As reported by E&E News, more than 600 miles of fencing have been erected along the U.S.-Mexico border in the last six years, cutting through swaths of diverse ecosystems. While designed to keep people from crossing between countries, nature doesn’t recognize political boundaries — and many wildlife species could find themselves on the wrong side of the fence. Wildlife ecologist Clint Epps, who completed a study in 2009 on the potential effect of a U.S.-Mexico border, tells E&E News, “The porous nature of that border has been really important for wildlife. The only reason we have black bears is because they came up from Mexico. They had been exterminated here, but they colonized Big Bend National Park in the 1990s. And the only reason we have jaguars is because they come up from Mexico.”

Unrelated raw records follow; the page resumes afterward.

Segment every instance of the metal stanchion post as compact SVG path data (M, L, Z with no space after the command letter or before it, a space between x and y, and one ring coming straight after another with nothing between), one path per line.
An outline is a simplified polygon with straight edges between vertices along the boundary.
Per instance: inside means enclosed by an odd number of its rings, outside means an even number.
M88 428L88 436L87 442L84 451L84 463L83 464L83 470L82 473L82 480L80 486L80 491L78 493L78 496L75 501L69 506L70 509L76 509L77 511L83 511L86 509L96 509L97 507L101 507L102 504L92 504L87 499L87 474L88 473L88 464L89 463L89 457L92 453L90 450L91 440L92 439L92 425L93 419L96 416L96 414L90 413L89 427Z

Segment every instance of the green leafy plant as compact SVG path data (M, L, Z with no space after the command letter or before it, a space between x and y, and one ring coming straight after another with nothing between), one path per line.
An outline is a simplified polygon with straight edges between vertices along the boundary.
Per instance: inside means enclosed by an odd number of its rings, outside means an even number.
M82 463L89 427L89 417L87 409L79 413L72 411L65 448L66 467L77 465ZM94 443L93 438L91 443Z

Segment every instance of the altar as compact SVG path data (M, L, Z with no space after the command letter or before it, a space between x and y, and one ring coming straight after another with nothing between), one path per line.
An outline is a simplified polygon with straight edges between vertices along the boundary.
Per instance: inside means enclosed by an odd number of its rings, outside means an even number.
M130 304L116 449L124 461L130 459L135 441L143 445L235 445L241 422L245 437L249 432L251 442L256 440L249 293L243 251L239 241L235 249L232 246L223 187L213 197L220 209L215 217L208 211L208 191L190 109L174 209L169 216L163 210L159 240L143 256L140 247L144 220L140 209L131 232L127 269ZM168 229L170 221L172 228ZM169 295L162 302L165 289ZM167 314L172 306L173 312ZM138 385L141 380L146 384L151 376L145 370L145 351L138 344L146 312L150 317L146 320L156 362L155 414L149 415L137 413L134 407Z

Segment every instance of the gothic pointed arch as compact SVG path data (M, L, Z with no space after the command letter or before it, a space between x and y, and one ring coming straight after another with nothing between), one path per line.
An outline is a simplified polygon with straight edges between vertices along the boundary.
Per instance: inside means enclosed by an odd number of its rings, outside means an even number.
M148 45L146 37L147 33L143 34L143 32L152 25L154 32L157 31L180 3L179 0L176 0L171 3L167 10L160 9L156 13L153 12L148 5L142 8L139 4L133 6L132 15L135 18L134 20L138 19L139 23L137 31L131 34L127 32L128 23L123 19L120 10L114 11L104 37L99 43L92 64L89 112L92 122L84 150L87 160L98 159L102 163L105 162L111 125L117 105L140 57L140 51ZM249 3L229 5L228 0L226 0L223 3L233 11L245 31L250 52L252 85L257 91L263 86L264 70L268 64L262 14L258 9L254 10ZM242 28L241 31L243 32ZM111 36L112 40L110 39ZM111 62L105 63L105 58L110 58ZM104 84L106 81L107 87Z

Over the years, research has shown how fragmented forests — those with roads, agricultural fields, cities, houses, fences, etc. between different stands of trees — can adversely impact wildlife migration. For more than 15 years, American Forests has worked with the U.S. Fish and Wildlife Service in the Lower Rio Grande Valley to repair fragmented forest for the benefit of threatened and endangered species, like ocelot, that make their home along the U.S.-Mexico border. We’ve helped plant more than 1.5 million trees in our efforts to preserve this area that is also home to plant, butterfly, bird and wildlife species that cumulatively number in the thousands.
We’ve worked in Veracruz, Mexico, to restore critically important migratory bird habitat that had been fragmented by urbanization. We’ve supported and advocated for policy changes to protect the threatened northern spotted owl in the Pacific Northwest from fragmentation threats — not to mention Global ReLeaf projects to restore spotted owl habitat.
And I’ve only listed a few of our forest fragmentation activities: Forest fragmentation is a big deal for forests and wildlife. Now, with climate change, many species will likely be adapting their migration patterns. This means that protecting wildlife habitat ranges, which could be a few miles to hundreds of miles, will become increasingly tricky. But it’s a puzzle worth solving.